Department of Experimental Medicine, University of Genova, Viale Benedetto XV, 3, 16132, Genova, Italy.
Cell Death Dis. 2021 Feb 15;12(2):180. doi: 10.1038/s41419-021-03465-6.
Neuroinflammation is associated with synapse dysfunction and cognitive decline in patients and animal models. One candidate for translating the inflammatory stress into structural and functional changes in neural networks is the transcriptional repressor RE1-silencing transcription factor (REST) that regulates the expression of a wide cluster of neuron-specific genes during neurogenesis and in mature neurons. To study the cellular and molecular pathways activated under inflammatory conditions mimicking the experimental autoimmune encephalomyelitis (EAE) environment, we analyzed REST activity in neuroblastoma cells and mouse cortical neurons treated with activated T cell or microglia supernatant and distinct pro-inflammatory cytokines. We found that REST is activated by a variety of neuroinflammatory stimuli in both neuroblastoma cells and primary neurons, indicating that a vast transcriptional change is triggered during neuroinflammation. While a dual activation of REST and its dominant-negative splicing isoform REST4 was observed in N2a neuroblastoma cells, primary neurons responded with a pure full-length REST upregulation in the absence of changes in REST4 expression. In both cases, REST upregulation was associated with activation of Wnt signaling and increased nuclear translocation of β-catenin, a well-known intracellular transduction pathway in neuroinflammation. Among single cytokines, IL-1β caused a potent and prompt increase in REST transcription and translation in neurons, which promoted a delayed and strong synaptic downscaling specific for excitatory synapses, with decreased frequency and amplitude of spontaneous synaptic currents, decreased density of excitatory synaptic connections, and decreased frequency of action potential-evoked Ca transients. Most important, the IL-1β effects on excitatory transmission were strictly REST dependent, as conditional deletion of REST completely occluded the effects of IL-1β activation on synaptic transmission and network excitability. Our results demonstrate that REST upregulation represents a new pathogenic mechanism for the synaptic dysfunctions observed under neuroinflammatory conditions and identify the REST pathway as therapeutic target for EAE and, potentially, for multiple sclerosis.

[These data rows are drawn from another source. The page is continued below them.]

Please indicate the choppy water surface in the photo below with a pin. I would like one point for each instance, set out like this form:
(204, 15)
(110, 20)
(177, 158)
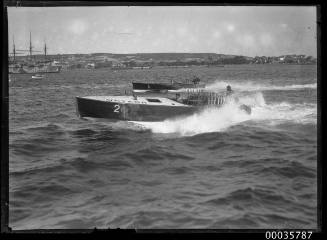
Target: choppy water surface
(217, 169)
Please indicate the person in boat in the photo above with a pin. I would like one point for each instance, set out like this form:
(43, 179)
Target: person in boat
(229, 90)
(196, 80)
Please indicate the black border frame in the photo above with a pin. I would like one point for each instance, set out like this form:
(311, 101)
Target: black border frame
(168, 233)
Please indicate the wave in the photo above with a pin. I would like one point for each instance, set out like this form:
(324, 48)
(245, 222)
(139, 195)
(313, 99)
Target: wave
(220, 119)
(251, 86)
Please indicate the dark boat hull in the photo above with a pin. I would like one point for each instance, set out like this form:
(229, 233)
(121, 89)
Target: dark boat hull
(164, 86)
(152, 86)
(129, 112)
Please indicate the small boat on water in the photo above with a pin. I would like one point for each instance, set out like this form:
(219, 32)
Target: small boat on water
(38, 76)
(157, 87)
(149, 107)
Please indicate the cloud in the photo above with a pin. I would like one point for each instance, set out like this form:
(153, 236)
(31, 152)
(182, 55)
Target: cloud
(230, 28)
(78, 26)
(266, 39)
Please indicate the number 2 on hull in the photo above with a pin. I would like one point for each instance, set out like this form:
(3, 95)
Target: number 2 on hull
(116, 108)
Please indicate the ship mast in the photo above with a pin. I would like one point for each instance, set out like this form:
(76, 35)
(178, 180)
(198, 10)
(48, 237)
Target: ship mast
(45, 50)
(31, 45)
(14, 48)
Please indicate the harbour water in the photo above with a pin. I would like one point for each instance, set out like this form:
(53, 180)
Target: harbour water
(219, 169)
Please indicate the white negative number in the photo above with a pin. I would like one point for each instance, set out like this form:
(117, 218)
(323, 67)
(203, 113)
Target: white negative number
(116, 108)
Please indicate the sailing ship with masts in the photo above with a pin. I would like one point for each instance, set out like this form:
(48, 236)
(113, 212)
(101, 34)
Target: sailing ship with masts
(31, 64)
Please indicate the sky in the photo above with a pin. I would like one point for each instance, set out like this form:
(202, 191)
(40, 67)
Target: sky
(238, 30)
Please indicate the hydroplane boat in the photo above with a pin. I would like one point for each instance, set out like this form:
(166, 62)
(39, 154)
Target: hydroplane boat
(150, 107)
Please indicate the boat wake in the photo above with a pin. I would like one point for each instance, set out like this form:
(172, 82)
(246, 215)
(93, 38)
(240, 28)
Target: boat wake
(221, 119)
(250, 86)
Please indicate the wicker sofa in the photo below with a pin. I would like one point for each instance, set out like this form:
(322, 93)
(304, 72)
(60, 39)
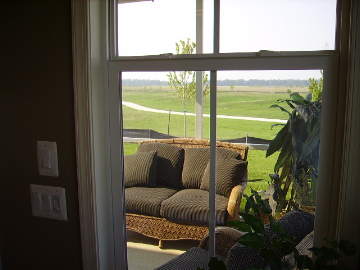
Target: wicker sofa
(168, 212)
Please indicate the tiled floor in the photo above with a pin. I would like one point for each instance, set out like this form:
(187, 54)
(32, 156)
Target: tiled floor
(144, 253)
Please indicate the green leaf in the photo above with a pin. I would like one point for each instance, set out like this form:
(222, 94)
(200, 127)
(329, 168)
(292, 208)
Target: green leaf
(241, 226)
(298, 99)
(255, 223)
(284, 156)
(278, 141)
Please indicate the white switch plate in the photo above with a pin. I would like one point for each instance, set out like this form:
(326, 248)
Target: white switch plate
(48, 202)
(47, 158)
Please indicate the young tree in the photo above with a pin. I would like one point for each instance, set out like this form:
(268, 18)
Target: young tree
(184, 82)
(316, 88)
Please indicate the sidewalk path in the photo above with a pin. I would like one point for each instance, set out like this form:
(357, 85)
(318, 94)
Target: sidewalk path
(147, 109)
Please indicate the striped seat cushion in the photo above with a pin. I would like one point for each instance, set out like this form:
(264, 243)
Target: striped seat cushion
(146, 200)
(229, 173)
(191, 206)
(140, 169)
(195, 162)
(170, 159)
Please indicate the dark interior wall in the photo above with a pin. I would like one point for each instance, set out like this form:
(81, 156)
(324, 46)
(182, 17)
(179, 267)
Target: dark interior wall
(36, 104)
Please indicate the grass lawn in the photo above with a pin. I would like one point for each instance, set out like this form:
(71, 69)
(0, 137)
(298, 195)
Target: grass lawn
(237, 101)
(253, 101)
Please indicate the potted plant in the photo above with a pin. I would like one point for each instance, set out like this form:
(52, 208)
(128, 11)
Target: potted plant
(298, 141)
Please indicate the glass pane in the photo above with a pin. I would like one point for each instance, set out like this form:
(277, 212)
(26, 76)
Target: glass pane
(279, 25)
(154, 27)
(246, 115)
(154, 109)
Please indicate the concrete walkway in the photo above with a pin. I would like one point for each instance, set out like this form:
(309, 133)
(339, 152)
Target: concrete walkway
(147, 109)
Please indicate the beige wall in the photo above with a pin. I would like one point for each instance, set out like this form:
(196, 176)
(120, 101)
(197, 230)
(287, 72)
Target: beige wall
(36, 103)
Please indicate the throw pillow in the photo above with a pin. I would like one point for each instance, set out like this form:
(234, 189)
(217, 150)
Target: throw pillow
(169, 163)
(229, 173)
(195, 162)
(140, 169)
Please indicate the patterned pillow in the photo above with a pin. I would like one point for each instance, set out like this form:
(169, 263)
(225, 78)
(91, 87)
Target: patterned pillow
(140, 169)
(169, 163)
(195, 162)
(229, 173)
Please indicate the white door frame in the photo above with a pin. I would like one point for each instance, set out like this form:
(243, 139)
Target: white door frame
(98, 204)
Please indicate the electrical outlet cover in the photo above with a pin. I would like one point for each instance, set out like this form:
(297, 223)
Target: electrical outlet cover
(48, 202)
(47, 158)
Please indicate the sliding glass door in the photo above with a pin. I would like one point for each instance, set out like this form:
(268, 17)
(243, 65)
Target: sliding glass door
(232, 77)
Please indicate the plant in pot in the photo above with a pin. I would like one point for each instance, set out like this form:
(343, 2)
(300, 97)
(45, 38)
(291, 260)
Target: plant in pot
(279, 251)
(298, 141)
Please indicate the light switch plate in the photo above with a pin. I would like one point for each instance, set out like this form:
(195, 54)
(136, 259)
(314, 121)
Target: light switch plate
(48, 202)
(47, 158)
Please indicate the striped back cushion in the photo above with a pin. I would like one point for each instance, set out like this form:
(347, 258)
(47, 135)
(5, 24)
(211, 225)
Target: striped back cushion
(170, 160)
(195, 162)
(229, 173)
(140, 169)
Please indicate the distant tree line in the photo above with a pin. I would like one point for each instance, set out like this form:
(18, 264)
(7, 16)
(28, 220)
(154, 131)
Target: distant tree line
(239, 82)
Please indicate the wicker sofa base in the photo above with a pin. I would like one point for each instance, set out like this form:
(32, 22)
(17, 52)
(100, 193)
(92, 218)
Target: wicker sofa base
(162, 229)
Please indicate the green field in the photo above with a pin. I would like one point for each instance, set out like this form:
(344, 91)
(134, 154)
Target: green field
(242, 101)
(236, 101)
(254, 103)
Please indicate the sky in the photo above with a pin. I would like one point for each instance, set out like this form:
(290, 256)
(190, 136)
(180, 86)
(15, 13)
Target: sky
(150, 28)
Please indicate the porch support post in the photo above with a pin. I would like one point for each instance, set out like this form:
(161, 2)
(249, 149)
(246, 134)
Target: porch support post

神经炎症与患者和动物模型中的突触功能障碍和认知能力下降有关。转录抑制因子 RE1-沉默转录因子(REST)是将炎症应激转化为神经网络结构和功能变化的候选因子之一,它在神经发生和成熟神经元中调节广泛的神经元特异性基因表达。为了研究模拟实验性自身免疫性脑脊髓炎(EAE)环境下的炎症条件下激活的细胞和分子途径,我们分析了用激活的 T 细胞或小胶质细胞上清液和不同促炎细胞因子处理的神经母细胞瘤细胞和小鼠皮质神经元中的 REST 活性。我们发现,REST 在神经母细胞瘤细胞和原代神经元中被多种神经炎症刺激激活,表明在神经炎症过程中触发了广泛的转录变化。虽然在 N2a 神经母细胞瘤细胞中观察到 REST 和其显性负性剪接异构体 REST4 的双重激活,但在没有 REST4 表达变化的情况下,原代神经元对纯全长 REST 的上调做出反应。在这两种情况下,REST 的上调与 Wnt 信号的激活和β-连环蛋白的核转位有关,β-连环蛋白是神经炎症中的一种众所周知的细胞内转导途径。在单一细胞因子中,IL-1β 在神经元中引起 REST 转录和翻译的强烈和迅速增加,这促进了兴奋性突触的延迟和强烈的突触缩小,表现为自发性突触电流的频率和幅度降低、兴奋性突触连接密度降低以及动作电位诱发的 Ca 瞬变频率降低。最重要的是,IL-1β 对兴奋性传递的影响严格依赖于 REST,因为 REST 的条件性缺失完全阻断了 IL-1β 激活对突触传递和网络兴奋性的影响。我们的结果表明,REST 的上调代表了神经炎症条件下观察到的突触功能障碍的新发病机制,并将 REST 途径确定为 EAE 以及潜在的多发性硬化症的治疗靶点。